Fight or flight

It’s how we’re built.  Danger, uncertainty, you name it, humans are driven to one of two choices quickly.  We’re familiar with the phrase ‘fight or flight’ to describe how our bodies make these choices very rapidly, even where our brain is not quite tuned into what we’re doing.

When it’s a sabre tooth tiger, fair enough – and a straight forward choice.  But what of the colleague at work who sets us on edge, but who we have to keep working with?  What about the sudden crisis or the email that demands immediate action?  And what happens when, like it or not, we have to stay, for reasons of income, prestige, and so on?

Fight is not an option sanctioned by HR – at least, not the blow to the jaw type.  All flint-topped spears to be checked in at reception before proceeding into the main building.  While there’s various little fights going on with our environment, whether in our heads, our emails and so on, I suspect that flight is the main alternative for many of us.

And what is flight?  I thought to call this post ‘Escape’, and often that’s part of the fantasy, whether through holidays, through weekends away, or even just the late-night gig.  I guess I’m interested in thinking about the level to which we’re aware of our flight away from stresses, and the way in which it becomes hidden under other motives.
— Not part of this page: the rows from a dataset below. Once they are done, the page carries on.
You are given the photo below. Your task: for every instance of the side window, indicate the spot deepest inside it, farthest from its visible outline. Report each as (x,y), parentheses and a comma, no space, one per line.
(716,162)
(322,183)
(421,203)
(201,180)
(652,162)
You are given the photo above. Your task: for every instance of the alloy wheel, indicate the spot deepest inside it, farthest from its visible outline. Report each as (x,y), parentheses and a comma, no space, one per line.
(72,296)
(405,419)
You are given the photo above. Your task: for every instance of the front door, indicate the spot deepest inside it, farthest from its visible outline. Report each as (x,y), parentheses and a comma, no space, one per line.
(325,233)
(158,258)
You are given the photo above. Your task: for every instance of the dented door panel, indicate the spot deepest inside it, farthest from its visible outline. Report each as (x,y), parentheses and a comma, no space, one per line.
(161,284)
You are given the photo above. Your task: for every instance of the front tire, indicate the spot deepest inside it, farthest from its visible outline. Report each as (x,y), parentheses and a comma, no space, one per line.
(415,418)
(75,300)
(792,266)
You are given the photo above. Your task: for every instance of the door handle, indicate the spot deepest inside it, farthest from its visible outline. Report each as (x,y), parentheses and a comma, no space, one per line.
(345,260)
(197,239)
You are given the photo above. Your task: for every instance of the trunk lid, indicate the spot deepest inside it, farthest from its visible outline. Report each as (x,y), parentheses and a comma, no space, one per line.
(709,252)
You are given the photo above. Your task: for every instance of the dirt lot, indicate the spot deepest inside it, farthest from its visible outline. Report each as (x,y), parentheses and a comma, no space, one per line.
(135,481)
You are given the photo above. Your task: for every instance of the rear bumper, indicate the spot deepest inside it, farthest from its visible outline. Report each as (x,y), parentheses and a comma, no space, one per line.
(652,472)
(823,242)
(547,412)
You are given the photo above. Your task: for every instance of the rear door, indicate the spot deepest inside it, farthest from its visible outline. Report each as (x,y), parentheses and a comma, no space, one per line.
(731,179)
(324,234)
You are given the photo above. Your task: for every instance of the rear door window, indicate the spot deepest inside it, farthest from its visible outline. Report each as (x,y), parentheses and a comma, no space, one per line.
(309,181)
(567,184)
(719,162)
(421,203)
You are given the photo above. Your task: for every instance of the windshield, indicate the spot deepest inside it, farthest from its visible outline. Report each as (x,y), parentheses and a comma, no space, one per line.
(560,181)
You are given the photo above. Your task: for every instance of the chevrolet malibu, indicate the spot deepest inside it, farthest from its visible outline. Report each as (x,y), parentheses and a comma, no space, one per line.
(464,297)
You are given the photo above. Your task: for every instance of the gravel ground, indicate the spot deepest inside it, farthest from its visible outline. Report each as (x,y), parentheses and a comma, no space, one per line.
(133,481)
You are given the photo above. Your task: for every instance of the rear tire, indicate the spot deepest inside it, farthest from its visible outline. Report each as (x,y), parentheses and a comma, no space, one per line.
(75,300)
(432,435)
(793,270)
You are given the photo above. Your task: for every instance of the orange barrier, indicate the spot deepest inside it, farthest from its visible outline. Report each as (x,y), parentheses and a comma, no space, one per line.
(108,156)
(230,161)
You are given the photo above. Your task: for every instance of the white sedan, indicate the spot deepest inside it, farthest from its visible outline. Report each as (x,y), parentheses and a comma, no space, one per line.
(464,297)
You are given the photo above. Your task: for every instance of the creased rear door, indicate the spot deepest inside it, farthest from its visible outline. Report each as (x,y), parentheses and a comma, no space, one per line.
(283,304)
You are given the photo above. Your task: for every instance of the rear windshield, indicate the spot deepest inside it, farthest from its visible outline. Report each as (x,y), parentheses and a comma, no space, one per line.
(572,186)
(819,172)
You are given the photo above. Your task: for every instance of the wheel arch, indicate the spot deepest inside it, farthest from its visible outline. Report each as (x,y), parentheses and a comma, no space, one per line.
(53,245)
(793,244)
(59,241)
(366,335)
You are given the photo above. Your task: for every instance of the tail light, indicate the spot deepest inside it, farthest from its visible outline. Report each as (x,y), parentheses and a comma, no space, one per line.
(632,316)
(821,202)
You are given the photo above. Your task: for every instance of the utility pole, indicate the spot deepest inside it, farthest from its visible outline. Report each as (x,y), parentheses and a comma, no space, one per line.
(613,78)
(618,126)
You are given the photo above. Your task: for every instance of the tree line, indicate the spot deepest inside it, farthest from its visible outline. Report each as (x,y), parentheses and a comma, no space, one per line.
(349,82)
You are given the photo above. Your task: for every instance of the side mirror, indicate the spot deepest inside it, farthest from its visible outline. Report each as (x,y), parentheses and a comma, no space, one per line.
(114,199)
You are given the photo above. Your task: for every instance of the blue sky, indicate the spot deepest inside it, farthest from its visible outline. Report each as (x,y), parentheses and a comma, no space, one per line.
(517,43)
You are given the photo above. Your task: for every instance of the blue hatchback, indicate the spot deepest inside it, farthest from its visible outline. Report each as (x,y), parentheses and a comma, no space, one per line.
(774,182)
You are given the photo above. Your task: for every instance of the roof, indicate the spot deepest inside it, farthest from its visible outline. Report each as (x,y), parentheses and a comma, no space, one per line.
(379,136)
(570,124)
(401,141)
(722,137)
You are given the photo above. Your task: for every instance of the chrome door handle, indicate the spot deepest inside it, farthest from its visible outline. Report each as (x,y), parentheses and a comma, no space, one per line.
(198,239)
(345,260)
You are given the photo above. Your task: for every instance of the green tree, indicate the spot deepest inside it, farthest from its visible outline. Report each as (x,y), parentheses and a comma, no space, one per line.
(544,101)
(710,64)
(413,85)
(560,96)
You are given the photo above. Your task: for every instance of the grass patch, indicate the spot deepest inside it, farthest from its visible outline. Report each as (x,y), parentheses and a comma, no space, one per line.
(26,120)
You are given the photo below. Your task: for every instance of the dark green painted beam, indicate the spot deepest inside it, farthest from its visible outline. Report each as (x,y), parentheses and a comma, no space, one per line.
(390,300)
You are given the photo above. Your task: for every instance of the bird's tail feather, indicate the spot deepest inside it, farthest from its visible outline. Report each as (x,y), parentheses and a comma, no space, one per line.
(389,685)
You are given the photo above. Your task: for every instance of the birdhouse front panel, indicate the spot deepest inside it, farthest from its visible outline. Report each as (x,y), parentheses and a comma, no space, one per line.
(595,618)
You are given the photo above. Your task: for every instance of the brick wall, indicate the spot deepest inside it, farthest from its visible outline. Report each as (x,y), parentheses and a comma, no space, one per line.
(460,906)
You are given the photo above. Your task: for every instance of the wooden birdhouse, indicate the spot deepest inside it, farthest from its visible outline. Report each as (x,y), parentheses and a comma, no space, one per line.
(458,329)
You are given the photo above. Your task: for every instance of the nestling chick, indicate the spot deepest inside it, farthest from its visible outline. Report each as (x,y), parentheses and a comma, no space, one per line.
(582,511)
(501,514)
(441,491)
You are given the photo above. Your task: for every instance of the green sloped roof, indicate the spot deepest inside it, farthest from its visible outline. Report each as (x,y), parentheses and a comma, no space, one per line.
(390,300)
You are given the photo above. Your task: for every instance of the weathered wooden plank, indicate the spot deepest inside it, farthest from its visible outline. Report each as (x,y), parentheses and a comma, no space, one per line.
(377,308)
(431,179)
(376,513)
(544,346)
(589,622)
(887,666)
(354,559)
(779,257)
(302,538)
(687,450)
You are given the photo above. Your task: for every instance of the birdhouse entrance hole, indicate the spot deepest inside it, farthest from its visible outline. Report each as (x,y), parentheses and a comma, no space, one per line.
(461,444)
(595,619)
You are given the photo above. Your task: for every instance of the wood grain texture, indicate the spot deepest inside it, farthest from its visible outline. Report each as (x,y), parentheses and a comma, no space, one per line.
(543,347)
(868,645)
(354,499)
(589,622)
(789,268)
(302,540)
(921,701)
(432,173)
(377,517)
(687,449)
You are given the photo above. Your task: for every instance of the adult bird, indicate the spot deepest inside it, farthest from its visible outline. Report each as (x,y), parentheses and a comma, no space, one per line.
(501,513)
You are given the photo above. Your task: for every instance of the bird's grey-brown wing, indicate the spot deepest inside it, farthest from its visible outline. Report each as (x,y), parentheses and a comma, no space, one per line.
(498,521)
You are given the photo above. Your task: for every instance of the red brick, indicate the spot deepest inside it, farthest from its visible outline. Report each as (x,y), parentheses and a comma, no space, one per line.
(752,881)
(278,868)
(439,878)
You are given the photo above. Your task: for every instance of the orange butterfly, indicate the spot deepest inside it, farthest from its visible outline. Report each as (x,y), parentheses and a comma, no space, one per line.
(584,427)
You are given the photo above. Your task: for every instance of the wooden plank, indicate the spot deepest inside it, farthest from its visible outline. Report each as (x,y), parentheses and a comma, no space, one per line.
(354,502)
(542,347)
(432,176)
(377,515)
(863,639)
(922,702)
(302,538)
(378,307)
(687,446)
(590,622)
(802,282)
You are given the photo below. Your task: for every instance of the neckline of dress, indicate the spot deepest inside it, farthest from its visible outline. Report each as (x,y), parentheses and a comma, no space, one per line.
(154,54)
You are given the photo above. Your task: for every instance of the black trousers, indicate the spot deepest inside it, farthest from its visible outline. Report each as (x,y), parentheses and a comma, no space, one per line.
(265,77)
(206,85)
We have to eat.  No quibble there.  We have a nice range of foodstuffs available, lots of shops and eateries prepared to cater to us round the clock.  But the chocolate bar on the Friday afternoon to keep going, the swift drink on arrival home, how many of these are treats, and how many are little escape mechanisms for us?

Stone-age man had perhaps some difficulties staying in one place – what with needing to seek out food, protect himself from others who might take this from him, and so on.  Flight was probably forced on him more, but there were some advantages to it to.

Mortgage holders will know that flight becomes a more limited option when you have a reason to stay put year after year.  Marriage, families, all of these are built to benefit from you sticking around.  Hopefully, these things also mean you have less reason to flee, or even to fight so much to secure what you need.

But what happens when these responsibilities and different ‘threats’ seem to co-exist?  How, equally, do we keep the threats from spilling over into the other areas of our lives?

You can see from the length of this that I’m musing, rather than offering solutions.  The more I go on, the more I discover how many little escape hatches I use – and how, in various ways, they seem to become more necessary as life goes on.

Given that the blog offers its own means of escape, at times, I’ll reengage for now…for a bit, at least.  Sunday evening TV is all about escape.  Perhaps it’s time to do some more research.